Isolement et disparition des régulations naturelles
Autre facteur aggravant : l’isolement croissant.
- Moins de vie de couple au quotidien
- Moins d’échanges informels
- Moins de « soupapes » pour verbaliser la fatigue
- Moins de regards extérieurs pour alerter sur le surmenage
Résultat : moins de lanceurs d’alerte, au moment même où les besoins de récupération augmentent.
Un monde plus anxiogène, plus exigeant
La fatigue persistante s’inscrit aussi dans un contexte sociétal plus lourd : crises sanitaires, environnementales, géopolitiques, éco-anxiété, sentiment d’urgence permanente, impression de complexité croissante du quotidien. Même les loisirs sont parfois source de tension ou de culpabilité. Le cerveau reste rarement au repos.
Ce que montre l’observatoire du CREDIR
Les données issues des observations du CREDIR sont sans appel : une majorité de personnes dort mal, les troubles de la mémoire et de la concentration sont fréquents, seule une minorité ne signale aucun problème de sommeil ou de cognition. La fatigue s’est accumulée sur plusieurs années, avec des capacités de récupération de plus en plus faibles.

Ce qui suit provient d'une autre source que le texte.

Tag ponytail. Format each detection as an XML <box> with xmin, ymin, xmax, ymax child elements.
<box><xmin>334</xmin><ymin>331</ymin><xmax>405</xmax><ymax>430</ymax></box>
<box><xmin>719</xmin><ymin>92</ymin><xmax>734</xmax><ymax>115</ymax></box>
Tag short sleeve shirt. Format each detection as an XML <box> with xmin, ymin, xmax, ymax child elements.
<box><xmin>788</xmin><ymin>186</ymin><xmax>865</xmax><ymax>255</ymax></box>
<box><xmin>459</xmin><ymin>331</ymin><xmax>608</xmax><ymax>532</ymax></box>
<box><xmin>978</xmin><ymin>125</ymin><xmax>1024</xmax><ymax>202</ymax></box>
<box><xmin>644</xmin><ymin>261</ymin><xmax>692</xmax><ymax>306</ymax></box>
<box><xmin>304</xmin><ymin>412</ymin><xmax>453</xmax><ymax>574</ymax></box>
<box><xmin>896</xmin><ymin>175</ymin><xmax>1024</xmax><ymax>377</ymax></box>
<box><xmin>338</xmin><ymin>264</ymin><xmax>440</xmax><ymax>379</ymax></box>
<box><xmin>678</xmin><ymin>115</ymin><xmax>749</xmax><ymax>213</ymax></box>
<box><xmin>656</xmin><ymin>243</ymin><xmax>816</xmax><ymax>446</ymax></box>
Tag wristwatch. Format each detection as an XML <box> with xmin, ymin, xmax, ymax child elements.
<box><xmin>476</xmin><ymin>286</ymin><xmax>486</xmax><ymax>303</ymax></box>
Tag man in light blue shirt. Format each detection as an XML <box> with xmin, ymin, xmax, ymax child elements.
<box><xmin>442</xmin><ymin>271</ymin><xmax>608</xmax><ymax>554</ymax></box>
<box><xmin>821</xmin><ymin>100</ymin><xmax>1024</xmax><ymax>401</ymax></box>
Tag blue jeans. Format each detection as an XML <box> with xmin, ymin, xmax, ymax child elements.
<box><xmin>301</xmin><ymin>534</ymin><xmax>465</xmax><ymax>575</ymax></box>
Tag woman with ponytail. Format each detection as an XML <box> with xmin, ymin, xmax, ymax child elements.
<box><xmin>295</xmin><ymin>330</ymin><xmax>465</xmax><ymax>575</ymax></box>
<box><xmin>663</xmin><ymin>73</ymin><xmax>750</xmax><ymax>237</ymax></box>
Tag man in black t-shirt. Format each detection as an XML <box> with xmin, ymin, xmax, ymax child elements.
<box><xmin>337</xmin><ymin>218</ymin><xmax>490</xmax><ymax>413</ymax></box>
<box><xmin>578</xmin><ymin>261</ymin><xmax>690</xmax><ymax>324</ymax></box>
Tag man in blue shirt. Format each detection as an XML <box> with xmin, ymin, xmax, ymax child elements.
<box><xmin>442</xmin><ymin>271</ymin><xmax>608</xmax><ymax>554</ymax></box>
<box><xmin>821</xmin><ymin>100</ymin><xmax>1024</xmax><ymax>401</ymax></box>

L’épuisement est un problème médical
Un point fondamental souvent méconnu : l’épuisement n’est pas seulement psychologique. Il implique :
- Des dysfonctionnements du cerveau
- Des perturbations des neurotransmetteurs
- Des impacts sur le sommeil, l’immunité et les capacités cognitives
À long terme, les risques augmentent :
- Pathologies cardiovasculaires
- Maladies chroniques
- Troubles anxio-dépressifs
- Risques suicidaires
Pourquoi on se trompe souvent de diagnostic
Il est fréquent qu’un événement déclencheur (une réunion, un conflit, une remarque) soit identifié comme la cause d’un effondrement. En réalité, cet événement n’est souvent que la goutte d’eau qui fait déborder le vase. L’épuisement était déjà là. Le cerveau, fragilisé, réagit de façon amplifiée. Se focaliser uniquement sur le facteur professionnel conduit à des erreurs de prise en charge.

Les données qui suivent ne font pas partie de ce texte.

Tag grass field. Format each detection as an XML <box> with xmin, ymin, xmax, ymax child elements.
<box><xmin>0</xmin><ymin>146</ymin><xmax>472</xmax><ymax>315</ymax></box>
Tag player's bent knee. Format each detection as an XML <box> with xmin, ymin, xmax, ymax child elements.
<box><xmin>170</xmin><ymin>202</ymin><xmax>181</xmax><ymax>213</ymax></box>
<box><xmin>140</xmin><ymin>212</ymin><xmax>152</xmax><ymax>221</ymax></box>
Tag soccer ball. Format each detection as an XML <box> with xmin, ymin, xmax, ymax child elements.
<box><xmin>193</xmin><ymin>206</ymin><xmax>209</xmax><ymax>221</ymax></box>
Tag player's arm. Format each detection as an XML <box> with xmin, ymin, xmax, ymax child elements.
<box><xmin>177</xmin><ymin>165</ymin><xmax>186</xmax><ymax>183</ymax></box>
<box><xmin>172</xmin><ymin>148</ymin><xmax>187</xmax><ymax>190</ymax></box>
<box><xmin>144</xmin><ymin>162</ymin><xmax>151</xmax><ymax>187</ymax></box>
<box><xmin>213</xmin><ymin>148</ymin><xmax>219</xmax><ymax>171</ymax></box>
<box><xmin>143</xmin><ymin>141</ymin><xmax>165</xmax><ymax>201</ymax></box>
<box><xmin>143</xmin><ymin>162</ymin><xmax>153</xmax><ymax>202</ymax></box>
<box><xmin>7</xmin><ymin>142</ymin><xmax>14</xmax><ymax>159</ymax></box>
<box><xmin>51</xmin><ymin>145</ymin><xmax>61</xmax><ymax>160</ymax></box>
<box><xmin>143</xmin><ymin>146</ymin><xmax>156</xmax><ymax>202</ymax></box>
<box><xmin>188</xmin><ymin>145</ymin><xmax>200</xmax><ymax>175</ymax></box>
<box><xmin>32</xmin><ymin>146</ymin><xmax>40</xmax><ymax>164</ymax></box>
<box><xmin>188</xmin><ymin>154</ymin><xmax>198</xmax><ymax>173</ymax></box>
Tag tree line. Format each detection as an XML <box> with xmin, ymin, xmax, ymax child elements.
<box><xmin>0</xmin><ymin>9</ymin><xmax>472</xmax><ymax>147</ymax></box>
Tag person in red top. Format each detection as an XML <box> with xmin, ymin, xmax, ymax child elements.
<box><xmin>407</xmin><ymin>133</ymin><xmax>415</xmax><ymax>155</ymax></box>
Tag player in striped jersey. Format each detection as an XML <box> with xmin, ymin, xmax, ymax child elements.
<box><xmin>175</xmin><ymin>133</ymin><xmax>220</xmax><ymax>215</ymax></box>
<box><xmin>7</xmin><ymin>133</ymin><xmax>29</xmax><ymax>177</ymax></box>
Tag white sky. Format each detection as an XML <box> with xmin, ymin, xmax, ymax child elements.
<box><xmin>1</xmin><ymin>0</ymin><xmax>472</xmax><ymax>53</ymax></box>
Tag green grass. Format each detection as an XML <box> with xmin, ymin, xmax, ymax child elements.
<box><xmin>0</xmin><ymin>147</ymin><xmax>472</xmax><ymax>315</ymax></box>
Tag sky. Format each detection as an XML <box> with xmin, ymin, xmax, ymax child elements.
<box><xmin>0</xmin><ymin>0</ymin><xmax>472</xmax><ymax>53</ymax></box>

Corps et cerveau : un lien indissociable
Le corps et le cerveau fonctionnent en interaction permanente. Lorsque le cerveau va mal : le corps s’alourdit, la fatigue s’intensifie, la motivation chute. Inversement, l’activité physique régulière, adaptée et non excessive :
- Favorise la production de neurotransmetteurs bénéfiques
- Améliore l’humeur
- Renforce la résilience
- Soutient les capacités cognitives
Mais attention : le surentraînement ou le sport « refuge » peuvent devenir contre-productifs.
La récupération ne se limite pas au repos
Récupérer ne signifie pas seulement dormir ou s’arrêter. La récupération repose sur plusieurs piliers : le sommeil, l’activité physique adaptée, la stimulation intellectuelle, la sociabilisation, la limitation des addictions, notamment numériques. C’est l’équilibre entre ces dimensions qui permet une récupération durable.
Prévenir l’épuisement : une approche globale
Le CREDIR défend une approche de Qualité de Vie Globale, qui intègre :
- La sphère professionnelle
- La sphère personnelle
- La santé physique et mentale
- L’environnement de vie
La prévention passe par :
- La prise de conscience précoce de la fatigue persistante
- L’acceptation du besoin d’aide
- Des actions coordonnées, préventives et curatives
En conclusion
La fatigue persistante n’est ni une faiblesse, ni un manque de volonté. C’est un signal d’alarme envoyé par le corps et le cerveau lorsqu’ils n’arrivent plus à récupérer. Reconnaître cet état, c’est déjà agir. Et agir tôt, c’est se donner une chance réelle de retrouver énergie, clarté et équilibre, avant que l’épuisement ne s’installe durablement.